Tam karşıma geçtiğinde gölgesi ile beni tamamen kapattı. "Hatırladınız mı pastaneden" diye açıklama yapmak gereği duydu.Tamamen gölgede kalınca yüzünü seçebilmiştim. Aa merhaba diye bildim sadece.Yüzü çok katı kokutucu görünüyordu. Aslında baya kaçmak istiyordum ayıp olur diye kıpırdayamadım.
"Annem merak eder kusura bakmayın ben gideyim" dedim. Bir dakika diyip kulübesine döndü. Kapıyı kilitleyip yanıma geldi.O ana kadar üzerinde kıyafet olmadığını fark etmemiştim gelene kadar gömleğini giymişti bile.

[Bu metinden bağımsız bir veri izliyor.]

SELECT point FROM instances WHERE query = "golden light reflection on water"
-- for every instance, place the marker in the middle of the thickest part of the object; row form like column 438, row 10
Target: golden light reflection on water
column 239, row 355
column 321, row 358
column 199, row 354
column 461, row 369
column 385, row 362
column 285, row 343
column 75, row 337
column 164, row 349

"Ben eşlik edeyim. Yalnız bırakmam doğru olmaz"dedi. Cevap vermedim. Yürümeye başladık.
"Biraz dalmışım çiçek böcek baya yürümüşüm" dedim. Kokuyordum bir adamla, yabancı bir adamla neredeyse orman gibi bir tepeden aşağı iniyordum. İç sesimi susturup "aslında kulübeye çok yaklaşmadım ama yine de rahatsız ettim kusura bakmayın" diye rahatça konuşmaya devam ettim."Estağfurullah "dedi kibarca. Bir kaç kez hırsızlar eşyalarımı talan etti. Bende biraz öfke ile çıktım sizi onlardan sandım dedi. İstemsizce güldüm.Biraz rahatlamıştım. "Ödümü patlattınız bende sizi şey sandım "deyiverdim. Susunca o da hafifçe 'ney sandın' dedi. Cevap vermedim ama susamazdım da "korktum yani" diye açığı kapatmaya çalıştım. Kısa bir sessizlikten sonra tekrarladı 'ney sandın ' susmakta kararlı olduğumu anlayınca hızla önüme geçti. Eğildi 'ney sandın' diye tekrarladı beni böyle korkutacağını düşündü ama yanıldı. "Ayı sandım" dedim gözüne baka baka. Sonra da ben kibarlığımı korumaya çalışıyorum ama beni zorladın diye söylene söylene yürüdüm. Güvende olduğumu düşünmüş olmalı yada sinirlendi bilmiyorum artık beni bahçeye götürme fikrini değiştirmişti. Kalan yolu kendim gittim.Anneme biraz sitemle karışık bu dağ başında kaybolup gitsem, beni ayılar yese haberin olmayacak dedim.Annem de "ne ayısı kızım şaşırdın mı gören de Belgrad ormanındasın sanacak" diye dalgasını geçmişti benimle.Aslında öfkeli oluşum yine duygularımdan kaynaklı idi. Hiç anlamadığım şeyler yer değiştirdi sanki. Düşündüm kim bu adam? Bir an yattığım yerde şok oldum bana 'katibe hanım ' diye seslendi. O an hiç fark etmedim. Beni tanıyor muydu acaba. Bu eski kulübede ne işi vardı ki. Valla korkmakta haklıyım ayı gibiydi diye diye uyumuştum. Evimde, biricik yatağımda olsaydım keşke diye içerliyordum ama yorgunluktan bir iki dakika da sızmıştım.